Ils avaient quitté la pizzeria et revenaient lentement vers la maison, tandis que Fausto continuait à lui raconter son parcours. De temps en temps Serse lui posait quelques questions auxquelles Fausto répondait tranquillement. Il voulut savoir surtout à propos de son histoire avec Gildo et pourquoi et comment tout cela avait cessé.

"Pourquoi chez nous gays est-il si difficile d'avoir une relation durable ?" lui demanda Serse.

"Pas plus que chez les hétérosexuels. Et encore il y a quelques différences qui font que nous rompons plus librement une relation qui ne fonctionne pas. La première est que beaucoup de femmes sont encore des femmes au foyer, qui ne sont pas économiquement indépendantes. Une autre est le fait que nous n'avons pas d'enfants, qui dans certains cas cimentent un couple... aussi le fait de ne pas être en mesure même de se marier : le mariage crée un lien un peu plus fort, car il a une valeur sociale."

"Ouais... en fait, même chez les couples hétérosexuels, augmentent progressivement les séparations ou les divorces. Donc, à ton avis, ça ne changerait pas grand-chose, dans les couples hétérosexuels et homosexuels, s'il y avait une plus grande égalité des droits et devoirs ?"

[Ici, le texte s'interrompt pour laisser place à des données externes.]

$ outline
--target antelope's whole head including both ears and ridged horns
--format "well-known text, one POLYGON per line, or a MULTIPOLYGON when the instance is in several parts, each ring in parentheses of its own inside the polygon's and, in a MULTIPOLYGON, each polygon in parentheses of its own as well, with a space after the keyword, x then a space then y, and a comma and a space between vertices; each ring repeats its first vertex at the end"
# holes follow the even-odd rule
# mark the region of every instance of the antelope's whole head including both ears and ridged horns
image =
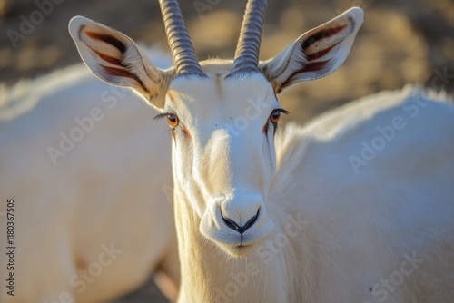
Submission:
POLYGON ((173 54, 169 70, 156 68, 130 38, 102 24, 77 16, 69 30, 99 78, 133 88, 162 112, 173 137, 176 199, 193 210, 194 228, 204 237, 242 256, 273 229, 267 205, 276 171, 274 132, 286 113, 276 93, 336 70, 364 15, 352 8, 260 63, 266 0, 250 0, 234 60, 199 62, 176 0, 160 5, 173 54))

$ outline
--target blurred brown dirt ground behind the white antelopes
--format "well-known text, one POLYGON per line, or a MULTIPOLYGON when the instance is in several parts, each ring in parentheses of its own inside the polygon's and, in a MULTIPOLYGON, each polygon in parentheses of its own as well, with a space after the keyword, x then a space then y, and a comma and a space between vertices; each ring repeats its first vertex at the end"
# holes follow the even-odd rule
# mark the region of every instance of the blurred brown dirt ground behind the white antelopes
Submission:
MULTIPOLYGON (((11 85, 81 60, 67 34, 74 15, 84 15, 146 45, 167 50, 157 1, 0 0, 0 83, 11 85), (58 4, 56 4, 58 3, 58 4), (41 10, 43 10, 41 8, 41 10), (33 28, 24 20, 35 18, 33 28), (36 19, 38 18, 38 19, 36 19), (21 30, 21 24, 22 30, 21 30), (25 29, 25 30, 24 30, 25 29), (13 33, 17 34, 13 34, 13 33)), ((199 58, 232 57, 245 1, 181 0, 199 58)), ((357 5, 366 12, 350 56, 330 76, 282 93, 290 120, 311 117, 366 94, 423 83, 454 90, 452 0, 270 0, 262 38, 262 60, 278 54, 300 34, 357 5)), ((32 20, 32 21, 33 21, 32 20)), ((118 302, 163 302, 150 282, 118 302)))

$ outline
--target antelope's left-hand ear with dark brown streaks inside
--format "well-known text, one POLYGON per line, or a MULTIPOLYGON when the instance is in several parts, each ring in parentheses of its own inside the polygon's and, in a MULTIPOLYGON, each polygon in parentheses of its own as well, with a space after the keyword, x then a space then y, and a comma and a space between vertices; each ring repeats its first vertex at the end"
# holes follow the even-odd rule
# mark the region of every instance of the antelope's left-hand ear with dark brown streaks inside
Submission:
POLYGON ((69 22, 69 32, 88 68, 106 83, 130 87, 158 109, 173 73, 155 67, 128 36, 82 16, 69 22))

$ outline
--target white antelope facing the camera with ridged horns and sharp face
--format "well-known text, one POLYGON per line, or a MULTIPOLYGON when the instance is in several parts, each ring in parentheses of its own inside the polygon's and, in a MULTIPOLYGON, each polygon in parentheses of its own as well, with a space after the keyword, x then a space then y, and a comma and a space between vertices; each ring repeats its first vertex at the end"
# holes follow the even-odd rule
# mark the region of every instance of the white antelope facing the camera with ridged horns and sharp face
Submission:
POLYGON ((450 104, 383 93, 287 129, 274 148, 285 112, 276 93, 341 65, 360 8, 259 63, 266 1, 249 1, 234 60, 199 63, 176 1, 160 5, 166 71, 102 24, 69 27, 98 77, 133 88, 170 124, 179 301, 454 298, 450 104))

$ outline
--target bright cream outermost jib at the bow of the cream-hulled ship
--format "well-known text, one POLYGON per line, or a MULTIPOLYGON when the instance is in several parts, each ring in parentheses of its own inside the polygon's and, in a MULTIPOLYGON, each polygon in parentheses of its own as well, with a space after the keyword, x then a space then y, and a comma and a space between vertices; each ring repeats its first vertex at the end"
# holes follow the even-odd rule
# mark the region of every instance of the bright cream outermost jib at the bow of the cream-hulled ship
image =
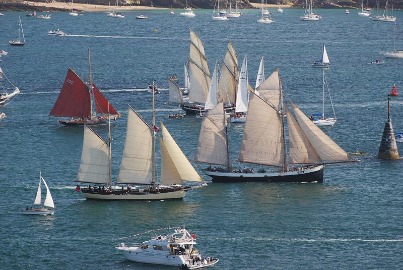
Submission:
POLYGON ((164 145, 174 163, 176 170, 183 181, 200 182, 201 178, 190 164, 189 160, 183 154, 182 150, 176 144, 175 140, 169 134, 168 130, 161 122, 161 132, 164 139, 164 145))

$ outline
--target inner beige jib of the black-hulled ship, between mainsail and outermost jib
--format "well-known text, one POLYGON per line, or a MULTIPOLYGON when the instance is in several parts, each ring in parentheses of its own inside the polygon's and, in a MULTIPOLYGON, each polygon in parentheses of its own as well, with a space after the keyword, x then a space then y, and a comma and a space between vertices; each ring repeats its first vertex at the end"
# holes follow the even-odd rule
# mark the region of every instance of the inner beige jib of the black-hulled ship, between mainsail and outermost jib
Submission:
POLYGON ((322 160, 316 153, 315 149, 312 147, 308 138, 305 136, 298 122, 295 120, 294 116, 290 112, 290 109, 288 109, 287 104, 285 105, 287 112, 290 163, 291 164, 321 163, 322 160))

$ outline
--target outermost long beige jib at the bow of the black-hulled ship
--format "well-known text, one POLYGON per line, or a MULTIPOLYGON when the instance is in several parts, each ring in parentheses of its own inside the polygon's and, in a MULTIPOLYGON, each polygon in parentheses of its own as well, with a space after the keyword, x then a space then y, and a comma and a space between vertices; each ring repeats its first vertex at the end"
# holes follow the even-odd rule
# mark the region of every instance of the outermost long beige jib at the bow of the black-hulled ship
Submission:
POLYGON ((301 129, 304 131, 305 136, 308 138, 320 159, 326 161, 350 159, 349 155, 311 120, 309 120, 309 118, 307 118, 294 103, 291 102, 291 105, 301 129))

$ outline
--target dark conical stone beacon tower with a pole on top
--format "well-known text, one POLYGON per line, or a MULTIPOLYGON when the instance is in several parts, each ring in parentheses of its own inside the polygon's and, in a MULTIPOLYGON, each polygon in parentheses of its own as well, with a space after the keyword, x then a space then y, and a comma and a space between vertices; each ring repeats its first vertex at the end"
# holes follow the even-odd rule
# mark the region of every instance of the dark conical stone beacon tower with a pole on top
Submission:
POLYGON ((378 158, 399 159, 396 140, 394 139, 392 120, 390 119, 390 95, 387 95, 387 122, 383 129, 381 145, 379 146, 378 158))

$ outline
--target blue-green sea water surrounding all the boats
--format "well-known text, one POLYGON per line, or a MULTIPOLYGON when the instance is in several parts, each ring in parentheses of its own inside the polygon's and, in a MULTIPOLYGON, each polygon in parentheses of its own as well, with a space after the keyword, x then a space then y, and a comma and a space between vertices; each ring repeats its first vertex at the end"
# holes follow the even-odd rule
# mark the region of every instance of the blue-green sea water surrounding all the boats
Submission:
MULTIPOLYGON (((275 10, 274 10, 275 11, 275 10)), ((257 10, 240 18, 211 20, 211 11, 194 18, 169 11, 141 12, 148 20, 105 13, 52 13, 52 19, 3 12, 0 17, 2 69, 21 94, 7 107, 0 122, 0 268, 2 269, 175 269, 125 260, 114 239, 150 229, 185 224, 198 236, 197 247, 220 258, 216 269, 400 269, 403 265, 402 161, 376 159, 387 117, 386 95, 392 84, 403 94, 403 62, 386 59, 371 65, 388 39, 392 24, 358 17, 357 11, 319 10, 323 19, 303 22, 301 9, 275 13, 276 23, 255 23, 257 10), (21 16, 26 45, 9 46, 17 37, 21 16), (48 36, 62 29, 69 36, 48 36), (192 190, 181 201, 94 202, 77 193, 75 183, 83 138, 82 127, 63 127, 48 114, 69 67, 86 80, 91 48, 93 81, 122 113, 112 124, 113 178, 122 154, 127 104, 146 121, 151 119, 155 78, 177 74, 183 85, 188 56, 188 29, 205 43, 211 71, 225 55, 228 39, 241 59, 248 56, 249 82, 254 85, 259 58, 265 74, 278 66, 284 92, 302 111, 321 111, 322 73, 310 67, 321 57, 325 42, 331 68, 326 71, 337 124, 323 128, 347 152, 370 153, 361 163, 325 167, 323 184, 211 183, 192 190), (154 32, 157 29, 157 32, 154 32), (32 204, 39 166, 55 202, 51 216, 26 217, 32 204)), ((403 12, 396 11, 396 47, 403 46, 403 12)), ((241 64, 241 63, 240 63, 241 64)), ((200 121, 169 119, 177 109, 156 100, 156 118, 164 122, 188 158, 194 156, 200 121)), ((403 131, 403 102, 391 98, 395 131, 403 131)), ((330 113, 331 108, 326 107, 330 113)), ((103 137, 106 126, 94 129, 103 137)), ((242 125, 231 125, 230 151, 237 157, 242 125)), ((400 154, 403 153, 398 143, 400 154)), ((241 166, 234 164, 234 166, 241 166)), ((200 174, 205 180, 209 178, 200 174)), ((141 236, 133 241, 148 240, 141 236)))

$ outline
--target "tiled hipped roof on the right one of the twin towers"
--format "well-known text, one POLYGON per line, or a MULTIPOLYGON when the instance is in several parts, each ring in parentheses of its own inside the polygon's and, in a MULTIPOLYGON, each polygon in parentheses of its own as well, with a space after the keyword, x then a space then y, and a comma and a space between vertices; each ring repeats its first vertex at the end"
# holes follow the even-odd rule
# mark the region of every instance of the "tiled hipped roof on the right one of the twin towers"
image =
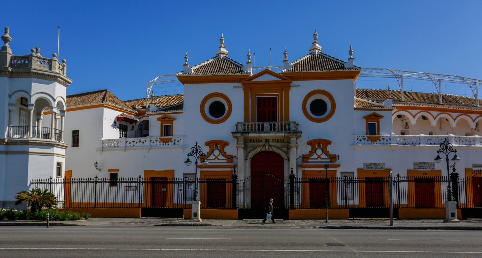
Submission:
POLYGON ((360 70, 358 66, 345 68, 345 62, 324 53, 309 53, 291 63, 292 68, 283 72, 360 70))

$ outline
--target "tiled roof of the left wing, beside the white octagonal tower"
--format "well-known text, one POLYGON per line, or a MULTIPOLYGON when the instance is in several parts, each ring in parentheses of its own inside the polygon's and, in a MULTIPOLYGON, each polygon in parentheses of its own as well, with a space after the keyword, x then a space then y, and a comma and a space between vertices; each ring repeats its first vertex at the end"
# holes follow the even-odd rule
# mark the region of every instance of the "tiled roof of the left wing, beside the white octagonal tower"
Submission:
POLYGON ((67 107, 85 106, 92 104, 109 104, 127 111, 135 112, 128 105, 123 103, 109 90, 95 90, 67 96, 67 107))

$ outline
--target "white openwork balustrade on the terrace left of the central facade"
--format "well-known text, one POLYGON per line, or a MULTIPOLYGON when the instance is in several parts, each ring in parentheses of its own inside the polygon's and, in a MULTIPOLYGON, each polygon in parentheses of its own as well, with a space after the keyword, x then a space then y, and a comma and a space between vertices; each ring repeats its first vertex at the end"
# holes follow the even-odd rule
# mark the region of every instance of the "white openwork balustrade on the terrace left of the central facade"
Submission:
POLYGON ((181 145, 182 137, 142 137, 100 140, 101 149, 150 148, 181 145))

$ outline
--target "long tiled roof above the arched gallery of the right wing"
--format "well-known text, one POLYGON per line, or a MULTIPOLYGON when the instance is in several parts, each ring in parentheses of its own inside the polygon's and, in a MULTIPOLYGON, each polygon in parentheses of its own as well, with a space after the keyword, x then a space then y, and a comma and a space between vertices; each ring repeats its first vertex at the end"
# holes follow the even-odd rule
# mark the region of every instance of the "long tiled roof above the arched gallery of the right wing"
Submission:
MULTIPOLYGON (((402 94, 400 90, 392 90, 393 105, 426 105, 482 109, 482 107, 475 106, 475 98, 458 95, 442 94, 443 104, 439 103, 439 95, 437 93, 404 91, 403 96, 404 101, 402 102, 402 94)), ((357 97, 375 101, 384 101, 387 99, 388 93, 387 90, 357 89, 357 97)), ((481 101, 482 100, 479 100, 479 102, 481 101)))

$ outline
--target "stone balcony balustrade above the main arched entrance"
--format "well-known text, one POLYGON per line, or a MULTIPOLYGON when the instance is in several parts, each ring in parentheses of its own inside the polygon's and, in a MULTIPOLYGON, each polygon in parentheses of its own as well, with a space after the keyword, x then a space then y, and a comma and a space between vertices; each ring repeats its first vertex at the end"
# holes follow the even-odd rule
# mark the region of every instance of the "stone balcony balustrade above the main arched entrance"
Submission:
POLYGON ((236 132, 289 132, 297 130, 298 124, 294 121, 236 123, 236 132))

"Je pense que oui. Et s'il y avait la même acceptation par la société. L'homme est l'homme, dans ses désirs et ses défauts, qu'il soit gay ou hétéro. Et même la soi-disante promiscuité des gays, à mon avis, c'est juste une déclaration de canular et hypocrite. Combien d'hétérosexuels, mariés ou célibataires, baisent à gauche et à droite sans problèmes ? Pourtant, personne ne les accuse d'être à partenaires multiples."

"Ouais... Il y a encore beaucoup de préjugés contre nous gays." dit Serse.

Ils parlèrent un peu plus, dans la loge fermée, puis ils se souhaitèrent bonne nuit.